I want to parse FASTQ file with regular expression block by block. FASTQ file looks like this:
@EAS54_6_R1_2_1_413_324 // seqname
CCCTTCTTGTCTTCAGCGTTTCTCC // seq
+ // seqname #2
;;3;;;;;;;;;;;;7;;;;;;;88 // qual
@EAS54_6_R1_2_1_540_792 // seqname
TTGGCAGGCCAAGGCCGATGGATCA // seq
+ // seqname #2
;;;;;;;;;;;7;;;;;-;;;3;83 // qual
@EAS54_6_R1_2_1_443_348 // seqname
GTTGCTTCTGGCGTGGGTGGGGGGG // seq
+EAS54_6_R1_2_1_443_348 // seqname #2
;;;;;;;;;;;9;7;;.7;393333 // qual
And its format:
<fastq> := <block>+
<block> := @<seqname>\n<seq>\n+[<seqname>]\n<qual>\n
<seqname> := [A-Za-z0-9_.:-]+
<seq> := [A-Za-z\n\.~]+
<qual> := [!-~\n]+
The problem is that I cant detect end of block (or start of next block) because the @
is used in <qual>
block too. But <qual>
block has to be the same size as <seq>
block.
The question: Is it possible to write a regular expression with one group size limited to another group size?

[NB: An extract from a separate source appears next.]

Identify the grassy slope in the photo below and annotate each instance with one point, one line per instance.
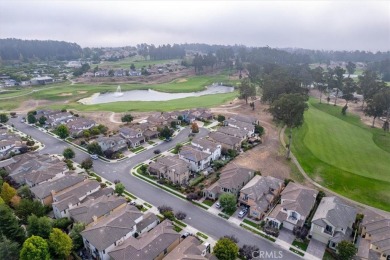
(309, 147)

Like this one (except \2.size token):
(?:@([A-Za-z0-9_\.:-]+)\n([A-Za-z\n\.~]+)\n\+([A-Za-z0-9_.:-]*)\n([!-~\n]{\2.size}))*
^.....seqname.....^ ^.....seq......^ ^....seqname2....^ ^qual(should be same size as seq)^
UPDATE: We can't search for @
token because it can appear in <qual>
block
unfortunately, it's not possible to match a{n}b{n} with regex. it requires a context-free grammar; here's a proof.
(instead, just match name, seq, and +, then get match.size()
of the seq match, then read the next n characters from the remaining string to get qual.)